Women spent around the same amount of time on household work (which includes caring for children as well as domestic activities and shopping) in 2006 (an average of 33 hours and 45 minutes a week) as they had in 1992.
But men did take on more household work. Between 1992 and 2006, the average time men spent on household work rose by an hour and 25 minutes to 18 hours and 20 minutes a week.
The different gender roles were also apparent in the division of household work (with women doing most of the indoor tasks and men dominating the outdoor activities), but there is evidence that these roles have become less rigid in recent years. In 2006 men were spending more time on traditionally 'female' domestic activities such as cooking and laundry than in 1992, and less time on outdoor activities such as lawn mowing, and home maintenance.
While men are doing slightly more household work than in the past, in 2006 women still did around 1.8 times as much as men (compared with twice as much in 1992). Although women are spending less time cleaning and doing laundry, they still spent almost six times as long on laundry as men in 2006, and more than three times as long on other housework such as cleaning. Women also spent almost two and a half times as long on food preparation and clean up, despite men doing more of the cooking than in the past, the Bureau said in its Australian Social Trends for 2009.
While men are taking on a greater role with respect to child care than in the past, women on average spent more than two and a half times as long caring for children as men did in 2006. There were also differences in the type of child care activities parents did, with fathers spending a greater proportion of their child care time on play activities (41% compared with 25% for mothers), and mothers spending more of their time on physical and emotional care activities (43%, compared with 27% for fathers).
In 2006, home maintenance was the only area of household work on which men spent considerably more time than women, despite men having cut back in this area since 1992.
However, overall, people are spending less time cleaning or maintaining their homes, and less time looking after their gardens than in the past. While this may imply that people are giving lower priority to housework and maintenance, it's likely that people are also finding more time-efficient ways to do the domestic duties, including the increasing use of labour saving devices such as dishwashers and dryers.

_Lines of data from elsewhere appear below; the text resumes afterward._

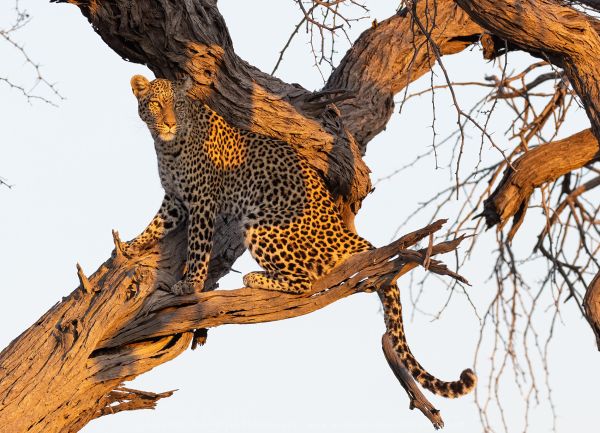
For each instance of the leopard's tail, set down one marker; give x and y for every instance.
(390, 298)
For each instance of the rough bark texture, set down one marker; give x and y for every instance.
(591, 305)
(559, 33)
(545, 163)
(119, 323)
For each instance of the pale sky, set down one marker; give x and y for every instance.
(88, 166)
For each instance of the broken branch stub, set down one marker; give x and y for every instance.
(123, 325)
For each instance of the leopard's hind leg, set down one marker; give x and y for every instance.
(278, 281)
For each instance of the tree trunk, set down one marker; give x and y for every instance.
(67, 368)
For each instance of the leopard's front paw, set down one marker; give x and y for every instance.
(183, 287)
(128, 249)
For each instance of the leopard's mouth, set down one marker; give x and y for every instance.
(166, 133)
(166, 136)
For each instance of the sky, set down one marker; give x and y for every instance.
(87, 166)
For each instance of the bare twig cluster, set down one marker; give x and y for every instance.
(50, 93)
(323, 20)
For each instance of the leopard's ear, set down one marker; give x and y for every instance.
(139, 85)
(187, 83)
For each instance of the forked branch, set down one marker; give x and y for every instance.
(120, 323)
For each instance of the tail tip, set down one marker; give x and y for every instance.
(469, 379)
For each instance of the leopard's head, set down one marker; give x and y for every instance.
(161, 104)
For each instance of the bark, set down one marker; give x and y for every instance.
(591, 305)
(118, 324)
(545, 163)
(545, 28)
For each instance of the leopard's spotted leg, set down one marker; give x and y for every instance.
(279, 282)
(169, 216)
(201, 221)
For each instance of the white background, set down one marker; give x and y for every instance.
(88, 166)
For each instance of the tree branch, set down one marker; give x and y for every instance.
(545, 163)
(561, 34)
(120, 324)
(591, 305)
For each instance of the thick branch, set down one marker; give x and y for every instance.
(565, 36)
(545, 163)
(119, 324)
(388, 57)
(591, 305)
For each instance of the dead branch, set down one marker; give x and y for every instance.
(120, 323)
(545, 163)
(591, 305)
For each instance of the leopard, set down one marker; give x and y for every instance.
(289, 220)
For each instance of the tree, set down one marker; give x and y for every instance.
(237, 90)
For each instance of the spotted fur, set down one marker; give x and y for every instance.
(290, 223)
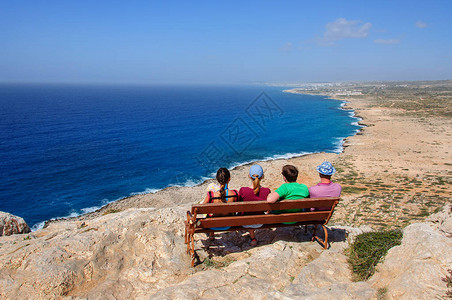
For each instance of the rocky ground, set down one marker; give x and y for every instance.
(140, 254)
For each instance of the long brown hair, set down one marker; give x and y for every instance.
(256, 184)
(223, 177)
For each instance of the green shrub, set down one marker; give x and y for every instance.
(448, 281)
(368, 249)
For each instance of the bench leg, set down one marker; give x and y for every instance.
(192, 251)
(324, 243)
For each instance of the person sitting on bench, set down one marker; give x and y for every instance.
(254, 193)
(326, 188)
(221, 193)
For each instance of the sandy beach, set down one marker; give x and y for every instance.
(395, 171)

Ten per cent of households paid for dry cleaning, ironing or laundry services, 9% paid for domestic cleaning services, and more than a quarter of households either paid for lawn or gardening services (13%) or had grounds maintained by a body corporate (13%).
As women, on average, increased the time spent in paid work between 1992 and 2006, the average time spent on domestic activities by women declined, particularly laundry and ironing, and other housework such as cleaning. However, this was partly offset by an increase in time spent on household management activities such as paying bills. Women also spent more time on other household work such as child care, so that the time spent on household work overall did not change significantly.

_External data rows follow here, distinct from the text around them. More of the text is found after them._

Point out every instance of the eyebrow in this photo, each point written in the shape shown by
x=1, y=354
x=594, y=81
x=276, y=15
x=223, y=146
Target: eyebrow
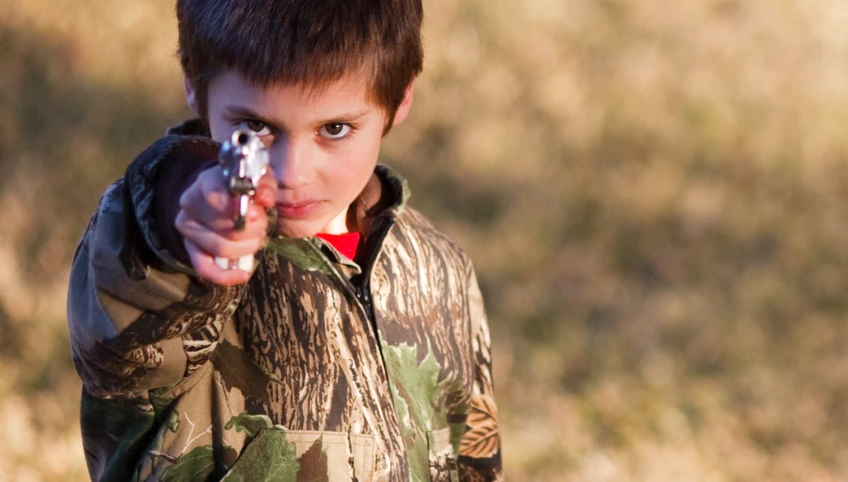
x=248, y=113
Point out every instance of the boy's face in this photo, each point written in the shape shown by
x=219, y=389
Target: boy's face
x=323, y=144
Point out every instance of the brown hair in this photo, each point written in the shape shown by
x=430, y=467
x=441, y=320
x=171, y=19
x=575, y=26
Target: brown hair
x=303, y=42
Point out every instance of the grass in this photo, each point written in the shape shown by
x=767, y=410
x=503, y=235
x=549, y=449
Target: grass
x=654, y=195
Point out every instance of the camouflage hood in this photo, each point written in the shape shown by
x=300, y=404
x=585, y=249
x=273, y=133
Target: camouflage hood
x=316, y=369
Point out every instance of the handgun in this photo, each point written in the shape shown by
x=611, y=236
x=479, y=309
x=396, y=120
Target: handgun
x=244, y=160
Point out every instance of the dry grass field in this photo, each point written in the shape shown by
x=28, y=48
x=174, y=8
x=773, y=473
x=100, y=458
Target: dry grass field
x=655, y=195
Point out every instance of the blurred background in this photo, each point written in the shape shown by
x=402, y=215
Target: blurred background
x=655, y=195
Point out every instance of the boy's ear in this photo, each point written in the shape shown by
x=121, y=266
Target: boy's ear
x=191, y=96
x=405, y=104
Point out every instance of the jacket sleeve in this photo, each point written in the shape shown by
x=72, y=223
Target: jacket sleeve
x=138, y=317
x=480, y=447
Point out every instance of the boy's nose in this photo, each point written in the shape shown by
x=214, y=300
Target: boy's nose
x=293, y=165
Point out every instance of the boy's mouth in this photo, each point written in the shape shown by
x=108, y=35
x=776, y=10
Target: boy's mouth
x=300, y=209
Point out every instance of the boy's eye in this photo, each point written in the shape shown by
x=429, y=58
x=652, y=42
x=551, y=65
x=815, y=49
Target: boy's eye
x=260, y=128
x=335, y=130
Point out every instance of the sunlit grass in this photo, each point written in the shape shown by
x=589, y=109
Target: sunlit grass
x=654, y=194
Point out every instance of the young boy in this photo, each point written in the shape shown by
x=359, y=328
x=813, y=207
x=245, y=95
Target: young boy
x=357, y=349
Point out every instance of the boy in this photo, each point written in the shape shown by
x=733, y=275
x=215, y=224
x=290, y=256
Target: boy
x=357, y=349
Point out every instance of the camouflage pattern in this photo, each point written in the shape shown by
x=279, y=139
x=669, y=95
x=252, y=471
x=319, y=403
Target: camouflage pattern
x=317, y=369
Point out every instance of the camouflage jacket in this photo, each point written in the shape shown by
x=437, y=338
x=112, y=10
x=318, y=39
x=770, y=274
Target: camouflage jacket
x=317, y=369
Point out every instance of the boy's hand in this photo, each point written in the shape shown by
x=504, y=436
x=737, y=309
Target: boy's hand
x=206, y=223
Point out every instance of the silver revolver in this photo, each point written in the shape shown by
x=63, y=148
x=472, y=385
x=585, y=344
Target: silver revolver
x=244, y=160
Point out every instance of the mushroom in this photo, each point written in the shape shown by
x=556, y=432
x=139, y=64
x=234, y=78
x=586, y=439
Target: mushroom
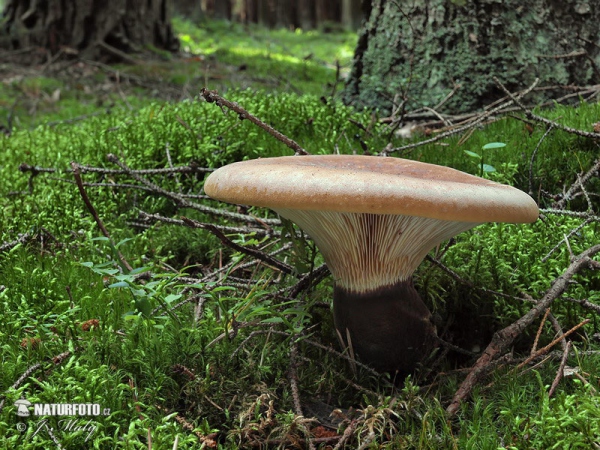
x=374, y=219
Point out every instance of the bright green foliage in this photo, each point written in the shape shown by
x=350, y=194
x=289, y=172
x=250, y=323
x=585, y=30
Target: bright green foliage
x=146, y=359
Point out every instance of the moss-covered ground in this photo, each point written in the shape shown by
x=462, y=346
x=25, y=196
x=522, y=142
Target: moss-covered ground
x=180, y=355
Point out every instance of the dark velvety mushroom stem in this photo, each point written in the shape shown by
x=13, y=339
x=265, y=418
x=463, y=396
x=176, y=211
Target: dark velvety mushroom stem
x=390, y=327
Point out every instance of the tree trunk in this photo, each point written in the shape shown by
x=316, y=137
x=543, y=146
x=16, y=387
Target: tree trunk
x=190, y=9
x=94, y=29
x=419, y=51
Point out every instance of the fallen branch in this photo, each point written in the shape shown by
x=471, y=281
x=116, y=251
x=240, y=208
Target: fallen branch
x=213, y=97
x=505, y=337
x=95, y=215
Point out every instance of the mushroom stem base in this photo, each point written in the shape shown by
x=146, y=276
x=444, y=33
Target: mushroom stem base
x=390, y=327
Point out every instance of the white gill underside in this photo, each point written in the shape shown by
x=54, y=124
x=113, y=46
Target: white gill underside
x=367, y=251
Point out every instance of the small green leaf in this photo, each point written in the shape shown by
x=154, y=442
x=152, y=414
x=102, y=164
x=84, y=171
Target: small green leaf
x=492, y=145
x=273, y=320
x=172, y=297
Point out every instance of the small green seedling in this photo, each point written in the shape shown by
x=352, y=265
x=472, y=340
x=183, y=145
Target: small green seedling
x=485, y=168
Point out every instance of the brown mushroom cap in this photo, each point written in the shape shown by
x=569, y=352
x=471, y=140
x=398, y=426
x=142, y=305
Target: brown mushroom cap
x=369, y=184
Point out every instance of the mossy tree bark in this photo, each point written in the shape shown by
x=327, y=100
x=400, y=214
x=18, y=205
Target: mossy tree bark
x=417, y=52
x=92, y=28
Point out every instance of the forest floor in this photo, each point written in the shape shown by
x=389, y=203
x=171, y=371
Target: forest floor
x=192, y=323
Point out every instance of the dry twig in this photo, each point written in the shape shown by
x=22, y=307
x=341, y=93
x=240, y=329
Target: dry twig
x=213, y=97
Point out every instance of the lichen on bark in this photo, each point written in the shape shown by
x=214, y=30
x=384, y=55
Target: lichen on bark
x=418, y=51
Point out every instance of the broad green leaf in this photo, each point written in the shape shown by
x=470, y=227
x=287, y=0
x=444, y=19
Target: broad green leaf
x=492, y=145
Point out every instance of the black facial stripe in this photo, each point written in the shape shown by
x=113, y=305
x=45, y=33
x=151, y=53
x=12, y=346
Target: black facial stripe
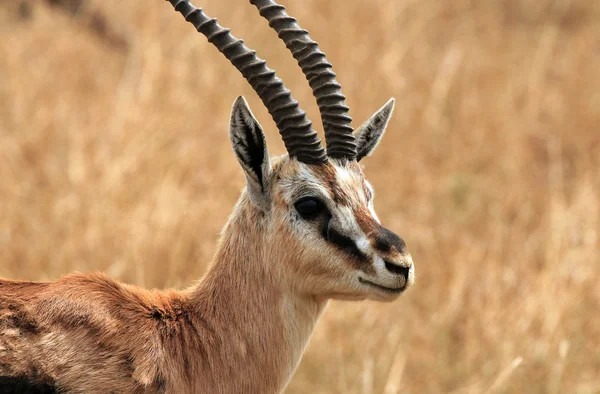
x=386, y=239
x=342, y=242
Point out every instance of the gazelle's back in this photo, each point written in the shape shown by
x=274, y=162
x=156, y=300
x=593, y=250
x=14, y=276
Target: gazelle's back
x=45, y=333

Also youngsters, in the 15-24 age group, were less likely to engage in domestic activities in 2006 than in 1992, the report found.
Hearteningly, there was an increase in the amount of time mothers and fathers spent minding children and travel time associated with caring for children.
In contrast to child care activities, both participation in and time spent on domestic activities tends to increase with age for men and women. Older men and women, for example, spend much more time cooking and gardening in their retirement years. Men also spend more time shopping as they get older. This may reflect changes in time use as a result of being widowed, or caring for a partner in older age. In other cases, people may see gardening or preparing meals as an enjoyable way to spend the additional time available in retirement.